For most creators, a short film with nearly a million views is a once-in-a-lifetime occurrence. But for the team of Blister Cinema, the Pokémon video doesn't even approach their most successful work to date. Two live-action Minecraft videos — created when the team was still in high school — are now sitting at over 30 million views each. The viral status of the artists' work is proof that art from smaller communities can reach huge audiences through the democratization of the internet. Halyk and Kereluke actually attribute some of their success to growing up rural in Foam Lake and Wadena.

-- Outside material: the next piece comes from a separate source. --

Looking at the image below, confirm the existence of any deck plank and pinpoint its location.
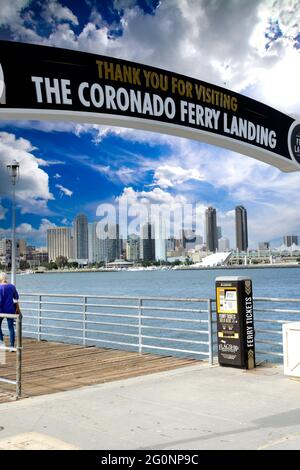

"My parents didn't even get internet in our house until I was about 13 years old," says Kereluke. "Once that happened, I was all in wanting to make YouTube videos. A big thing for us was watching tutorials and trying to learn. Not a lot of other people we knew were doing it, so it felt like we had something special, and that pushed us to get better."
"Growing up in that small town environment had a huge influence on our process," says Halyk. "We were the only ones interested in it. Filmmaking isn't something you really pursue in small-town Saskatchewan...We sought each other out and were able to focus because there aren't as many distractions."
Starting as a kid, making films all seemed out of reach because of where we were. Now we see that, through technology, anyone can do it.- Luke Halyk, Blister Cinema
The runaway success of their shorts is something that couldn't have happened before YouTube. Kereluke and Halyk were able to begin learning skills and creating their first films because of access to information and passion for their projects. The community-minded nature of Foam Lake and Wadena also gave them advantages and access to resources that they wouldn't have had in other places, with people in the community almost always available to help out with favours. "That's the type of support you get where we're from," says Kereluke.
Having gained viral status through their self-taught efforts at Blister Cinema, Halyk and Kereluke attended the University of Regina to hone their craft. Now that they've graduated, they're preparing to take on even bigger projects — but regardless of what comes next, they're excited by the prospect of making more work in Saskatchewan.
"It's very exciting and fulfilling and liberating to be making the work that we do," says Halyk. "Starting as a kid, making films all seemed out of reach because of where we were. Now we see that, through technology, anyone can do it."